Jedziemy z matką na północ to niełatwa w odbiorze, ale wciągająca powieść. Karin Smirnoff w drugim tomie trylogii wprowadza czytelników w świat szwedzkiej prowincji położonej na końcu świata i jej ciemnych sekretów. Każdy, kto sięgnie po tę powieść, dostanie szansę zanurzenia się w sferze ludzkich lęków, przekonań i potrzeb serca.

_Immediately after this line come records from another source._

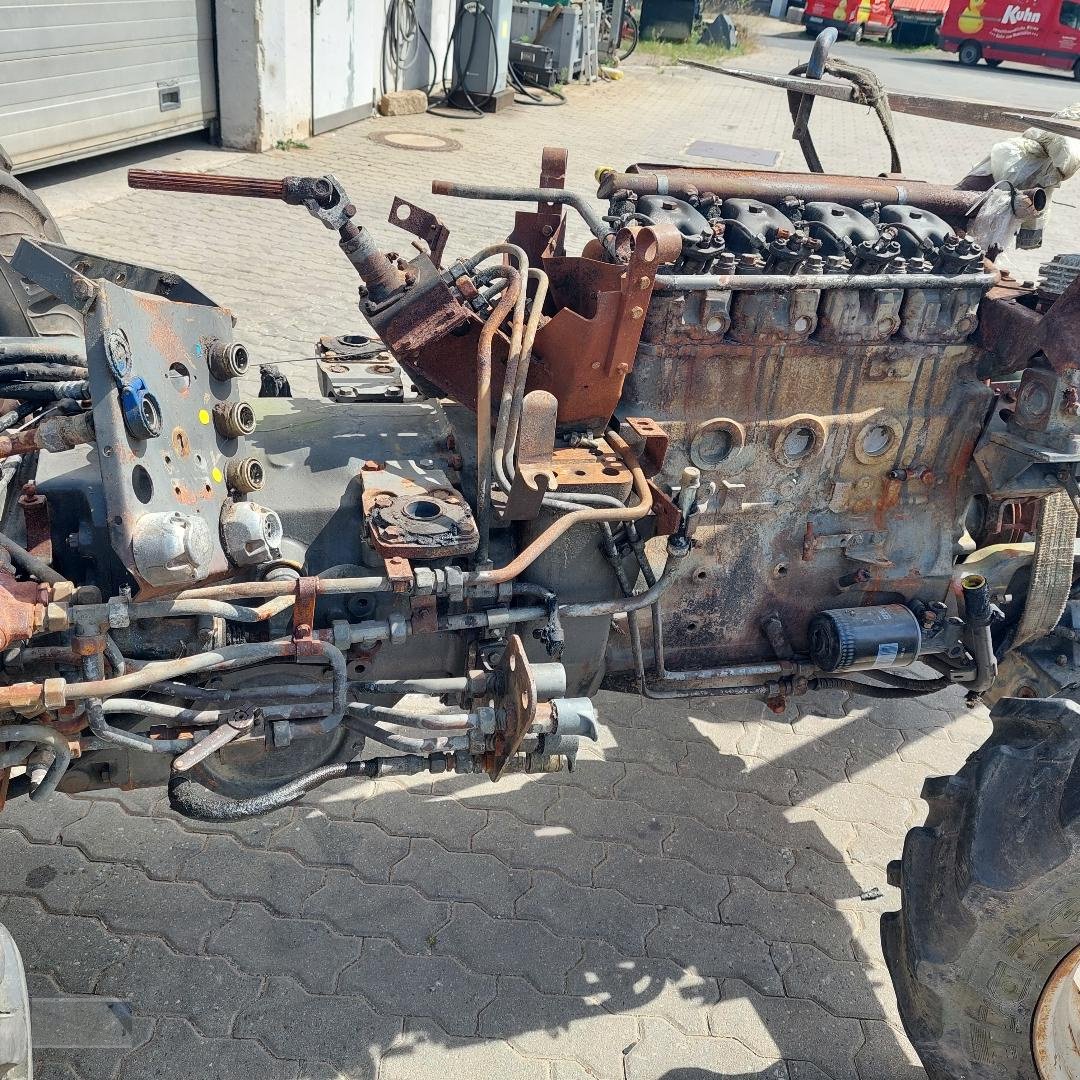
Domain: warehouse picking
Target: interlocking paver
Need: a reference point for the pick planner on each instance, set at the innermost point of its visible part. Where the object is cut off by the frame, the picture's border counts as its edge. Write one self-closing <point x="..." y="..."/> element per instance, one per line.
<point x="554" y="847"/>
<point x="110" y="834"/>
<point x="129" y="902"/>
<point x="714" y="949"/>
<point x="198" y="988"/>
<point x="226" y="868"/>
<point x="260" y="944"/>
<point x="557" y="890"/>
<point x="800" y="1028"/>
<point x="72" y="950"/>
<point x="663" y="1053"/>
<point x="449" y="875"/>
<point x="485" y="943"/>
<point x="410" y="1056"/>
<point x="661" y="880"/>
<point x="177" y="1050"/>
<point x="316" y="839"/>
<point x="399" y="912"/>
<point x="729" y="852"/>
<point x="340" y="1029"/>
<point x="436" y="986"/>
<point x="558" y="1026"/>
<point x="646" y="985"/>
<point x="588" y="912"/>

Jana i Bror są bliźniętami, które nie miały łatwego dzieciństwa. Gdy ich matka umiera, wyruszają w podróż do jej rodzinnej wioski, bo taka była jej ostatnia wola. Chciała zostać pochowana wśród swoich. Niestety jak to często bywa, na miejscu okazuje się, że „wśród swoich” to dość mocno naciągana wersja, bo ich matka została wykluczona ze wspólnoty za wyjazd ze wsi.
Zderzenie światów
Społeczeństwo, do którego trafiają, sprawia, że Jana czuje się odrzucona już na pogrzebie własnej matki. Jako kobieta wolna, decydująca sama o sobie, jest obrazą dla panujących w wiosce zasad. Wspólnota żyje według zasad biblijnych, stawiając mężczyznę na piedestale. Kobieta zaś zostaje sprowadzona do roli żony posłusznej, dbającej o potrzeby męża i rodzącej tyle dzieci, ile zdoła.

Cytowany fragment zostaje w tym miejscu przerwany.